The Intellectualism of Stupidity Pt. 3

 

Gibbon, in his time honored definitive study of the Roman Empire, offered five reasons for the fall of Rome. The first and highest impact of the five he offered was the destruction of the Heterosexual Marriage Tradition. It is incumbent upon us in a day when we are surrounded by knowledge to learn from history. Yet studies show that four out of five of modern millennials do not believe there is truth. So therein is the stupor in which we stumble drunkenly. In all our learning, will we get wisdom?

In the study of civilization past, there is perhaps none more mysterious and yet more intriguing then the Egyptian Empire. The mystery is only heightened by the fact that much of its history still lies buried in the sands of the desert. With only shards of pottery and fragments of papyrus from discovered tombs in the ever changing sands, the Silent Dynasty remains just that, silent, with only passing references found on relics from the Literary Period.

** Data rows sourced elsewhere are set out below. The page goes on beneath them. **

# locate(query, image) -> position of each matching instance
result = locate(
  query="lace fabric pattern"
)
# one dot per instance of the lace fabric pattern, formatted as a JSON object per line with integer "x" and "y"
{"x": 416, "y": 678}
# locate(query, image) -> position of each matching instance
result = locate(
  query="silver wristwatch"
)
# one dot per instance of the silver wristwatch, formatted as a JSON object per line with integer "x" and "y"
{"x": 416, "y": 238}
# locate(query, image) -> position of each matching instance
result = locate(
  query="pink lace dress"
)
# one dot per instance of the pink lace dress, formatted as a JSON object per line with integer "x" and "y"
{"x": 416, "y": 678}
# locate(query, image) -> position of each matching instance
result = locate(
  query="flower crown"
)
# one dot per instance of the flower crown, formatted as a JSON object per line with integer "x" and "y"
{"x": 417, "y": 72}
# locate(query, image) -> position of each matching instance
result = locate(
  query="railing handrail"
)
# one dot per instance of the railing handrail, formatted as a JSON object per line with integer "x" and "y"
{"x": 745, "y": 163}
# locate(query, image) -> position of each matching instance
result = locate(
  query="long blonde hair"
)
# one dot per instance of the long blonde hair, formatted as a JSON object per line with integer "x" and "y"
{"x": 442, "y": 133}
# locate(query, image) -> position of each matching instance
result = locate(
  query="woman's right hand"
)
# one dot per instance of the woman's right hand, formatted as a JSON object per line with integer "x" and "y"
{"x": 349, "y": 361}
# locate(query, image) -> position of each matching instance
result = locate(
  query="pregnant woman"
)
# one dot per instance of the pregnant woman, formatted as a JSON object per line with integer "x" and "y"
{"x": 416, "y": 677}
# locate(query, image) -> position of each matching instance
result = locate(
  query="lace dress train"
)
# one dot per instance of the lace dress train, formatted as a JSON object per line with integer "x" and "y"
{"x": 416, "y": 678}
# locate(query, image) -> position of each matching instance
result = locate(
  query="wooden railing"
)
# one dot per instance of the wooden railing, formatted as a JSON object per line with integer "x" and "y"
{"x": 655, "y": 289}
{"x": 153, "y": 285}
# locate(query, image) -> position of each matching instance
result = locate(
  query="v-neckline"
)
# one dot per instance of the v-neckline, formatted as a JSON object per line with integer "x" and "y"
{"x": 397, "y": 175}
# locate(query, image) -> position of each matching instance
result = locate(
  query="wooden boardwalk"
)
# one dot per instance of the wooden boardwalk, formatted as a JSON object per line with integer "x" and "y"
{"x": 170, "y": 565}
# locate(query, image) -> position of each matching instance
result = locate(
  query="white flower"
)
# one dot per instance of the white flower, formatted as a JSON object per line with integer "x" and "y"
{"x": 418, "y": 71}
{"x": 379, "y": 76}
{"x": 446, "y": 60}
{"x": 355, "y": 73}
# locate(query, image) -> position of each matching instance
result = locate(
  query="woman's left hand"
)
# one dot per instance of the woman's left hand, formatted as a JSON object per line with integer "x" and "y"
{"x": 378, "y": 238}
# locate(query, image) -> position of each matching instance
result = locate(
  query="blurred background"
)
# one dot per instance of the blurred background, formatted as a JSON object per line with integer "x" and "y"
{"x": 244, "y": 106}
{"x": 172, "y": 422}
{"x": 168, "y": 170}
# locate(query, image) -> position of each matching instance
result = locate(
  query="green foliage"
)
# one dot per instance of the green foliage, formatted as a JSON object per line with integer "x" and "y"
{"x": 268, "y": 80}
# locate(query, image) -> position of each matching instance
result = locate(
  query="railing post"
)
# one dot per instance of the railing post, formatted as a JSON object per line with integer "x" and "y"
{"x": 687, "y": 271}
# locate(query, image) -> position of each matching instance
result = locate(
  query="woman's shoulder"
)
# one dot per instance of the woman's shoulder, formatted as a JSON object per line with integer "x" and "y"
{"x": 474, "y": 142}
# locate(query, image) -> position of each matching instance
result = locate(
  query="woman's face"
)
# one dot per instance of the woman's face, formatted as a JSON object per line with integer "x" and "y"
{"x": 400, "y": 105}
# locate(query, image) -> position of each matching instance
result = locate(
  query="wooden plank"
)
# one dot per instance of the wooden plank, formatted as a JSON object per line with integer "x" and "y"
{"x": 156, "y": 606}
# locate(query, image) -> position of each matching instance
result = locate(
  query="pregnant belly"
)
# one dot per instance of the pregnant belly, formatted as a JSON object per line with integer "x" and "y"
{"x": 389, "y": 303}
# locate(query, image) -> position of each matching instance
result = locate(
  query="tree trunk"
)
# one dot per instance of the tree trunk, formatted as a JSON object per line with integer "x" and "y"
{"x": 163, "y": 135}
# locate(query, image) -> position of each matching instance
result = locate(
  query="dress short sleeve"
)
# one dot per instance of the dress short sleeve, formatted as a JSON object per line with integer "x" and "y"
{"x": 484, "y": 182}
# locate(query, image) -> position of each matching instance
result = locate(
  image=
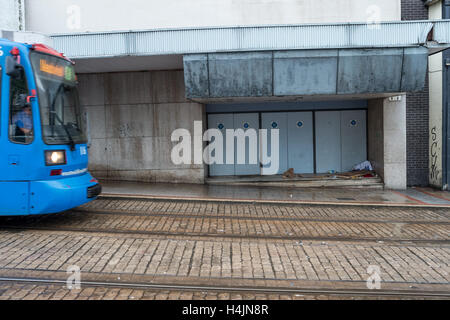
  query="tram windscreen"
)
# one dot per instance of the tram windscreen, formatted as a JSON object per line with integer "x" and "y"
{"x": 58, "y": 100}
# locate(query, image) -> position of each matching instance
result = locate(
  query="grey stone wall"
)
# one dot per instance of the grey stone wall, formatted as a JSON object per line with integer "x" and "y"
{"x": 131, "y": 116}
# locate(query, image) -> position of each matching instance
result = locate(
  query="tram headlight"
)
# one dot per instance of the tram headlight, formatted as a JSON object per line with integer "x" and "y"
{"x": 55, "y": 157}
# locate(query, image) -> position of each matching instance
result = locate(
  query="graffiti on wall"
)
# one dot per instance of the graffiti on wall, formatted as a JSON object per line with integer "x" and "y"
{"x": 434, "y": 171}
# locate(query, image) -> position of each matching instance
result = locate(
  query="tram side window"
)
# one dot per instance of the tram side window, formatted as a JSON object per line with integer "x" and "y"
{"x": 21, "y": 117}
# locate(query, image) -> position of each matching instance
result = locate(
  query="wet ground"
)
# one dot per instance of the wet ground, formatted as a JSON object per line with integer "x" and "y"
{"x": 161, "y": 248}
{"x": 411, "y": 196}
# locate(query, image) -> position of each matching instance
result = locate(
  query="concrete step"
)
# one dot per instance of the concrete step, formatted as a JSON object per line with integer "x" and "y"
{"x": 371, "y": 183}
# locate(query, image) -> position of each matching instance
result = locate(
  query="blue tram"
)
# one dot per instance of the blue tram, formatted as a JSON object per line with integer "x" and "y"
{"x": 43, "y": 145}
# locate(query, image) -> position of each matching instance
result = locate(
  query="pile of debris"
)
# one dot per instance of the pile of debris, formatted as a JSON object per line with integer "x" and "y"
{"x": 362, "y": 170}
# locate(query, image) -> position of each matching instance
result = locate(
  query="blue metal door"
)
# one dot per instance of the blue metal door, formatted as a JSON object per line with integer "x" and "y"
{"x": 221, "y": 122}
{"x": 246, "y": 121}
{"x": 276, "y": 120}
{"x": 328, "y": 141}
{"x": 300, "y": 144}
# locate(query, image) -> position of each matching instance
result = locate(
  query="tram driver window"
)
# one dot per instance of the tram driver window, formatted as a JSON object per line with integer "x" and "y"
{"x": 21, "y": 117}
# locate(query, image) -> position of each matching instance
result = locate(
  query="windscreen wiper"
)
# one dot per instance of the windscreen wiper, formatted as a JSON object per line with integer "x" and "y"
{"x": 52, "y": 111}
{"x": 71, "y": 142}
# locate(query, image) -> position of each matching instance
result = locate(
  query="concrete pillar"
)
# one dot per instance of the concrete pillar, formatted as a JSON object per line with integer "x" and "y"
{"x": 387, "y": 140}
{"x": 394, "y": 130}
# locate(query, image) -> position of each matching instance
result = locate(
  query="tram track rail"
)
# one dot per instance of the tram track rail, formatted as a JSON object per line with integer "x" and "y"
{"x": 266, "y": 218}
{"x": 236, "y": 289}
{"x": 162, "y": 218}
{"x": 229, "y": 236}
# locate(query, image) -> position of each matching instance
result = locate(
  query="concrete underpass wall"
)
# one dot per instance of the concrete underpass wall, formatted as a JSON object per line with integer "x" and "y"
{"x": 131, "y": 116}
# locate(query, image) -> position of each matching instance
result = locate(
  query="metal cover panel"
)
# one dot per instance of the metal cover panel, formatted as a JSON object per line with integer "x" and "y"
{"x": 353, "y": 138}
{"x": 276, "y": 120}
{"x": 221, "y": 122}
{"x": 246, "y": 121}
{"x": 196, "y": 75}
{"x": 328, "y": 141}
{"x": 300, "y": 142}
{"x": 240, "y": 74}
{"x": 306, "y": 72}
{"x": 365, "y": 71}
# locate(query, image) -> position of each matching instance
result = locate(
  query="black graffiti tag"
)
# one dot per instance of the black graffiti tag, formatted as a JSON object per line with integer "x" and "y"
{"x": 434, "y": 154}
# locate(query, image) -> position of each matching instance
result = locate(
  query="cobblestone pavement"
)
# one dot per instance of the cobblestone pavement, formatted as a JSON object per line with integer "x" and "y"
{"x": 226, "y": 244}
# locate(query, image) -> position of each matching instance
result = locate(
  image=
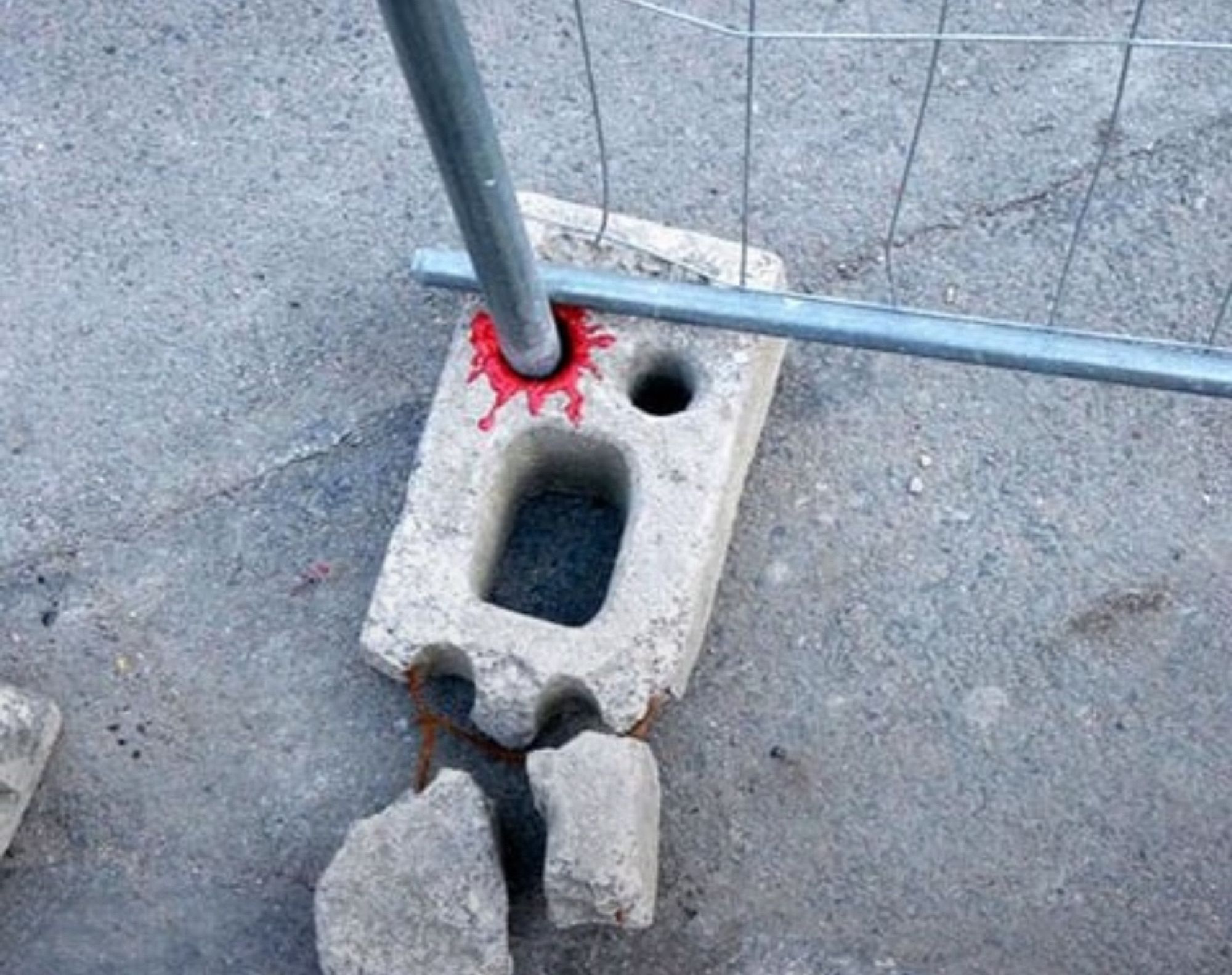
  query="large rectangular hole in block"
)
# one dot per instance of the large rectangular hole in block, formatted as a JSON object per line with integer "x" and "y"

Whether you believe the Menes was the first Pharaoh or that Osiris was actually the first, who the Egyptians later deified, the fragmented references from the Literary Period acknowledge a unification of several shepherd tribes and farming communities during the Silent Period into one the most powerful empires the world has ever known, culminating in its apex at the building of the Great Pyramid. The excavations of its ruins give us only small glimpses into the shrouded genesis of Egypt, like small peeks between folds of a heavy curtain. Still, there are clues at early human behavioral patterns which are not so mysterious and not so foreign.

Ironically, the Great Pyramid initiated the beginning of the Literary Period, which would portend and document the decline and eventual sacking of the great Egyptian Empire. In all of its several dynasties, Egypt would never regain the glory which culminated with the Great Pyramid. What got it to its shining brilliance along the Nile? What precipitated its fall?

In the walls of the tombs and written on clay jars among the possessions of the dead are hints of the triggers of decline. Leaders of the day decry in disgust that the youths have no structure and run through the villages in mobs looking for people to kill. Angry youths with no family structure and discipline would be a recurring theme for the rise and fall of civilization in those that would follow Egypt.

The marriage structure, as detailed during the Literary Period, was much simpler than what we have come to expect in our day. There was no ceremony, although Egyptians loved celebrations and one would expect they would find any excuse for a party and revelry. The couple merely signed an agreement and the woman moved in.

Although by the time of the Literary Period divorce was quite prevalent, there was still a strong social stigma, a societal expectation of fidelity attached to the marriage construct. This was taught as necessary to the stability of their society. Even though the religious and traditional celebrations tended to be quite hedonistic in their rituals, the Heterosexual Marriage Tradition, on which the Egyptian Empire was built, was set aside with a code of fidelity to ensure the stable propagation and culturing of life for the future security of the empire.

As the shrouds of mystery surrounding the ruins of Egypt are slowly inched back allowing us to peer into its dim darkened halls, the shards of pottery, fragments of papyrus, and the walls of hieroglyphs remind us who seek her clues that the Egyptians were indeed human beings. They too were susceptible to the patterns of human complacency and decadence that were so starkly apparent in the civilizations they would precede. They too would build a civilization based upon the foundation of their marriage construct, yes, Egyptians were marrying long before Christians were, focused upon the generation, preservation, and cultivation of human life.

When the allure of personal pleasure and gratification caused them to abandon and compromise their foundational construct, they faced their own decline as a repercussion. The repetitive rise and fall of the Egyptian Dynasties heralded an ominous warning for civilization to come. Abandon your foundation at your own peril for if you do all that you have built upon it will crumble into the sands of time.